Nous mouillons dans la grande baie au sud de cette île au radar, ce n’est que le matin au
moment de partir que nous découvrons les falaises impressionnantes de Sorhamna.
Un fort vent de secteur NE nous propulse jusqu’à Tromso où nous attendons nos filles
pour une semaine de croisière de pur bonheur.
Le 10 août, la famille rentre en avion et je pars pour Lorient en solitaire le 14 après avoir
laissé passer un « automn storm », dixit la météo norvégienne.
On peut constater que l’automne est précoce dans ces latitudes.
La descente de la côte NO de la Norvège se passe bien et assez rapidement car quand je
suis en solo, je suis bien en mer mais m’ennuie vite à l’escale, je ne fais donc que des
stops de repos et récupération de sommeil.

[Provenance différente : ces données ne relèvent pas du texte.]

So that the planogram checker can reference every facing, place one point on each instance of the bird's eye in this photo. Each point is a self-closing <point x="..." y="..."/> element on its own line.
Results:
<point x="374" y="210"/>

Je m’arrête à Fair Isle, superbe petite île à mi-distance entre les Shetland et les Orcades.
Maeva est seul au quai, hormis le petit ferry qui vient chaque soir approvisionner cette
petite communauté.
A mon premier passage en 2017, il y avait un observatoire des oiseaux non loin du quai,
belle base de scientifiques qui accueillait les équipages, pour les sanitaires et même des
repas très corrects. Hélas, un feu a ravagé la bâtisse et cet observatoire est en début de
reconstruction.
Taiko revient m’aider pour passer le Canal Calédonien avec un de nos amis de Tahiti.
Nous partageons les écluses avec un Half Tonner de Lorient équipé par un très jeune
couple que nous avons souvent rencontré au Spitzberg.
Chapeau les marins!
Le reste du voyage se passe sans difficulté.
Le 15 septembre, Maeva s’amarre au port de Kernevel après un peu plus de 6000 milles.